I hate that he’s brought Darius and Cade into this. He has no proof that there’s anything between them.

“No, they did not.”

“Three adult men and a vulnerable girl, all trapped together in the wilderness. She had no one else to turn to. You can understand how this looks from the outside.”

A horrible thought occurs to me. What if he’s already spoken to Laney, and she’s said that we hurt her?

“You’re saying that we groomed her?”

I hate the suggestion. Is it because there’s just a tiny part of me that worries he might be right?

I remember seeing Laney for the first time, how it had been like a punch in the chest. She’d had a physical impact on me from the moment I’d laid eyes on her.

But I’d done my absolute best not to cross any boundaries that would have been considered inappropriate, at least until she’d come of age.

Had Cade and Darius done the same? I couldn’t say for sure.

It wasn’t as though I’d been with them every second of every day.

Besides, Cade had acted as though he hated Laney, at least at first, and I didn’t think Darius was like that.

“You’re putting words in my mouth, Mr. Riviera,” the detective replies curtly.

I turn the questions back on him. “Have you ever been in a plane crash?”

“No, I’m fortunate enough to say that I haven’t.”

“What about any other survival situation?”

“Again, no.”

“Let me tell you that the absolute last thing you’re thinking about is grooming someone.

We were focused on our survival, on finding shelter and food.

We were focused on not getting sick or injured, because if we did, it could kill us.

Yes, over time, our relationships changed, but none of us did anything wrong, and I am one hundred percent certain that when you speak to Laney, she will say the same. ”

Am I one hundred percent certain, though?

Do I truly know Laney’s mind? What if she looks back on events and sees things differently?

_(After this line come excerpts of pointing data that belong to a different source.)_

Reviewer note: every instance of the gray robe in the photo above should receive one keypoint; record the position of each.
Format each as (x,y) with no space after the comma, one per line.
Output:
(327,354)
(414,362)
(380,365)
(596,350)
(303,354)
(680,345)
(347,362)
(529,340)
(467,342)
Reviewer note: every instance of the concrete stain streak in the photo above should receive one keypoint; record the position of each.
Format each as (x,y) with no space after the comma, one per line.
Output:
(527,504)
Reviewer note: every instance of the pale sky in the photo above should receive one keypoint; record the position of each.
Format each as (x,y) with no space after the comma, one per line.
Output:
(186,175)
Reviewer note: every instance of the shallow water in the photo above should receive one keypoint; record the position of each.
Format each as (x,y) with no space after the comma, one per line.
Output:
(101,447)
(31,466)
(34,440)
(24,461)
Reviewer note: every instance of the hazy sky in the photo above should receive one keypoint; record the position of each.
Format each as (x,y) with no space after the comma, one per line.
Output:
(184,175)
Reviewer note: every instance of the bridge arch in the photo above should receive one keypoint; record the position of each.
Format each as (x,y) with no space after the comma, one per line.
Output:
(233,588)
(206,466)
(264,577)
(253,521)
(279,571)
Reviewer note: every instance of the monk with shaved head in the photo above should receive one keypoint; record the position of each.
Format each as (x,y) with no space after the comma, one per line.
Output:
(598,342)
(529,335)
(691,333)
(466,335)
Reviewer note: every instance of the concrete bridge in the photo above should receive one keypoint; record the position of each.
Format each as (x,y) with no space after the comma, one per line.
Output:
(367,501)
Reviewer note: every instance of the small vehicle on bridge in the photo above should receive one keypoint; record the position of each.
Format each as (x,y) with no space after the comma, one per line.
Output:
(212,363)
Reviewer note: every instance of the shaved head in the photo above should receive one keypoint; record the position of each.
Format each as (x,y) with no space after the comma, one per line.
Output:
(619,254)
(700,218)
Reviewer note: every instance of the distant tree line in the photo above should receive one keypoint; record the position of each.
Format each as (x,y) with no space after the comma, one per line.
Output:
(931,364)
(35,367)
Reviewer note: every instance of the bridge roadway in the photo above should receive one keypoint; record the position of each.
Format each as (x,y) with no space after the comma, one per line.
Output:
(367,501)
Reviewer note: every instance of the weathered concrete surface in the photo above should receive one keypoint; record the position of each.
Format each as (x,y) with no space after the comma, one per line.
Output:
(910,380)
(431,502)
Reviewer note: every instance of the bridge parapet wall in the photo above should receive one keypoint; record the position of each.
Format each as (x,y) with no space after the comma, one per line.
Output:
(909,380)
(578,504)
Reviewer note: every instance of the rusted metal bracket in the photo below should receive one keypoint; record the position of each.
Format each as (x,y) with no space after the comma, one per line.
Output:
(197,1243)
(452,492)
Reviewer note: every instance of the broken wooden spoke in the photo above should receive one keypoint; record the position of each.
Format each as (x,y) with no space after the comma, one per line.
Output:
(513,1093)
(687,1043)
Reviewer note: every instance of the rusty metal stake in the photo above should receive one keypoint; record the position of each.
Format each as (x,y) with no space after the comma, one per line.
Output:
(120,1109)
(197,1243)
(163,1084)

She’d been traumatized by the assault and rape, and by the struggle to survive.

Maybe that has warped things in her mind.

What if her insistence to stay at the trailer was actually a way of creating some distance between us so she could unravel what had happened?

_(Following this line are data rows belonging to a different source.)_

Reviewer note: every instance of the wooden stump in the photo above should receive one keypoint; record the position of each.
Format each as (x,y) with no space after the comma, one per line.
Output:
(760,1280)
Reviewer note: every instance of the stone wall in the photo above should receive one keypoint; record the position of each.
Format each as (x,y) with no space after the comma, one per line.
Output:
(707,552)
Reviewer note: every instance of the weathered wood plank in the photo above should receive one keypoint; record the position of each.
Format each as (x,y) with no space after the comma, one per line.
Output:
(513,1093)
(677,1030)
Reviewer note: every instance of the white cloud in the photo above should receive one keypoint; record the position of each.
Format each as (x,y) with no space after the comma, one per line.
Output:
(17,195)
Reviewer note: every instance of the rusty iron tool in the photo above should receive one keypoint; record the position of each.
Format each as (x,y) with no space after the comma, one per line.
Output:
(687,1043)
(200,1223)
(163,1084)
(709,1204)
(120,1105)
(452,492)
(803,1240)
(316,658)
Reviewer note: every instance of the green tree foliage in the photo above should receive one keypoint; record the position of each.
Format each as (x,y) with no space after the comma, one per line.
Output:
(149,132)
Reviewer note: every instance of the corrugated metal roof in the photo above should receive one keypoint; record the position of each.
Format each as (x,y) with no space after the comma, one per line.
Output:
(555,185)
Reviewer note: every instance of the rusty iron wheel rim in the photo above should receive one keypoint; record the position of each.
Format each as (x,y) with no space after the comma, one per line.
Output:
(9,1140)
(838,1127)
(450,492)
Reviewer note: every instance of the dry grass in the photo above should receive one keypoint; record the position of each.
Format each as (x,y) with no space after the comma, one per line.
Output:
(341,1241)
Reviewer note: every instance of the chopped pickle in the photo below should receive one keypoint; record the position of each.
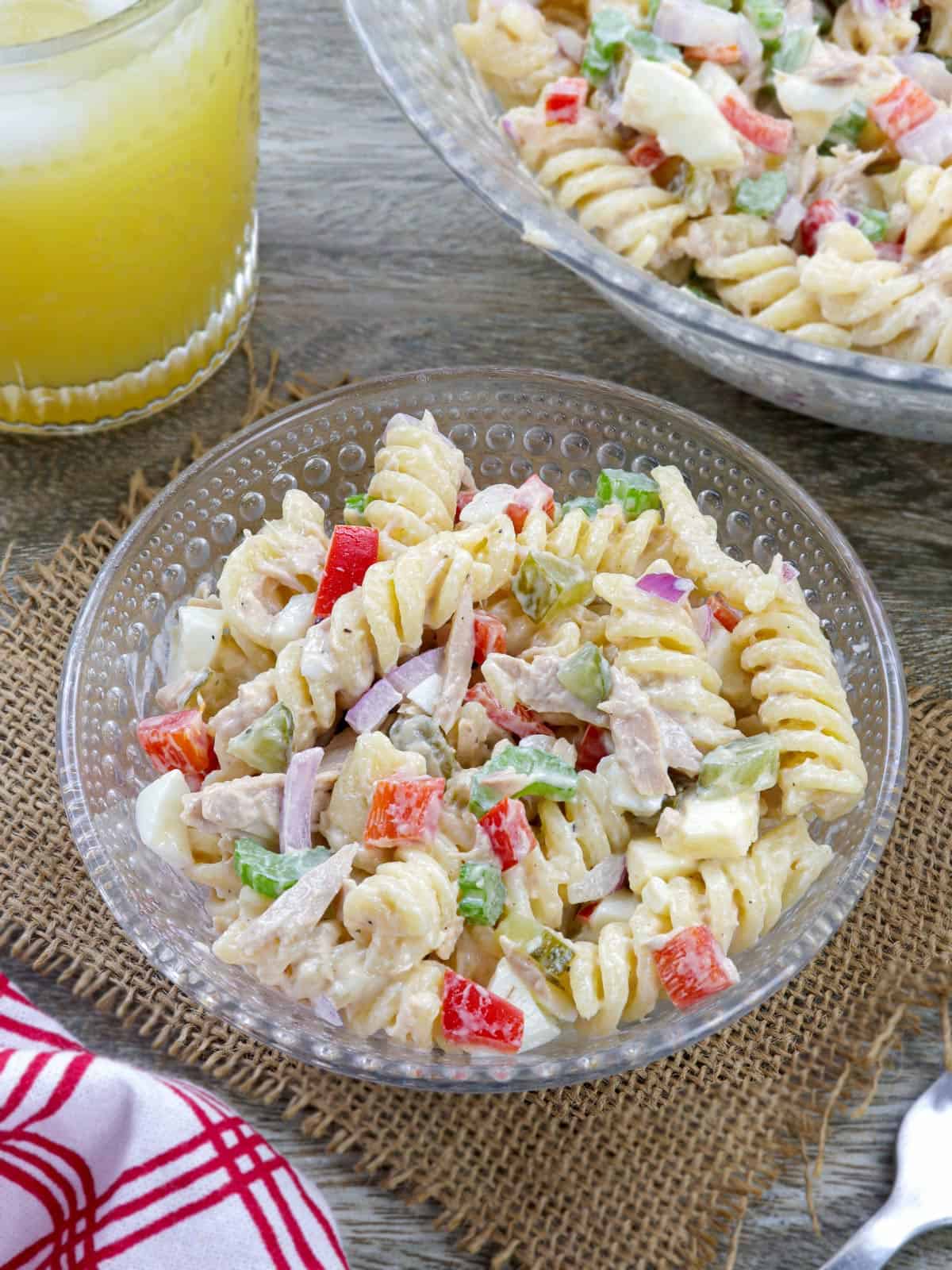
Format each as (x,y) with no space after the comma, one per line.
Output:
(211,687)
(761,196)
(516,772)
(873,224)
(547,949)
(266,745)
(793,50)
(482,893)
(749,764)
(609,31)
(589,506)
(546,582)
(419,734)
(270,873)
(355,507)
(846,129)
(766,16)
(635,492)
(587,675)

Time is a strange thing. It has the ability to warp memories. The stories we tell ourselves solidify themselves in our neural pathways to the point where they become real to us, even if the actual events played out differently.

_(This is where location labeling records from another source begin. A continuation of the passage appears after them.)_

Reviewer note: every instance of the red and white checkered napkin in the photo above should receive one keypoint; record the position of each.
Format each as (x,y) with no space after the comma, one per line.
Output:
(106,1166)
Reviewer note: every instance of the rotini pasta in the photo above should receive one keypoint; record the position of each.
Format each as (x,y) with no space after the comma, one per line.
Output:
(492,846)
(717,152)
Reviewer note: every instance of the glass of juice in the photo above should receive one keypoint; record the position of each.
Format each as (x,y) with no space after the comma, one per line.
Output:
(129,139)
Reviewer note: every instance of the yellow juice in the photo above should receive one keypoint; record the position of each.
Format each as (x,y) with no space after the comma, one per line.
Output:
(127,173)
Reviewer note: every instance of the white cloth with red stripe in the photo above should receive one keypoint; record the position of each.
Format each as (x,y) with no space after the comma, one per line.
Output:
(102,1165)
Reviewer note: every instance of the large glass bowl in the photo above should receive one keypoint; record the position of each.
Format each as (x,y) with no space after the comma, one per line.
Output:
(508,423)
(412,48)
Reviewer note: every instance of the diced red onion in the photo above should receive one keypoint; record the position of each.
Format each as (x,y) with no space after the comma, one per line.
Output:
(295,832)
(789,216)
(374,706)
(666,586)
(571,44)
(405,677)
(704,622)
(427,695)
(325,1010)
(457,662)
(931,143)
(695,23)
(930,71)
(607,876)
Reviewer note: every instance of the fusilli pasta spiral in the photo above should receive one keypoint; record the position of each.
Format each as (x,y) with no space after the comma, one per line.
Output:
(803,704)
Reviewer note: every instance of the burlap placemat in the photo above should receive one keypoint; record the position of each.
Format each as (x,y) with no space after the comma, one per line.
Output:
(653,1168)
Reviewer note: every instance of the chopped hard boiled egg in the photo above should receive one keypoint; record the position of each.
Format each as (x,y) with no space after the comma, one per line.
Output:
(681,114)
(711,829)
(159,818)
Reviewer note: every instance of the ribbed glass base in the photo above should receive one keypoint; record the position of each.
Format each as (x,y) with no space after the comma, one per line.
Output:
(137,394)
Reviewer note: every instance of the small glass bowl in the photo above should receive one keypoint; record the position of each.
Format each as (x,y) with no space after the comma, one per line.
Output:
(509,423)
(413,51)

But I remember the morning she came to me, when she had me take her virginity, but I hadn’t even known she was a virgin. There was no way that was me seducing her. She had wanted me, and she’d made it very clear that she wanted me. I hadn’t misread that.

The detective nods and scribbles something down. “I’ll make sure our records are updated to show I’ve spoken with you. Assuming Miss Flores’ account of events match your own, we won’t be proceeding any further.”

“That’s good to know.” I get to my feet. I want out of there.

“Oh, Mr. Riviera, how did you survive out there all that time?”

“We had each other to live for,” I reply.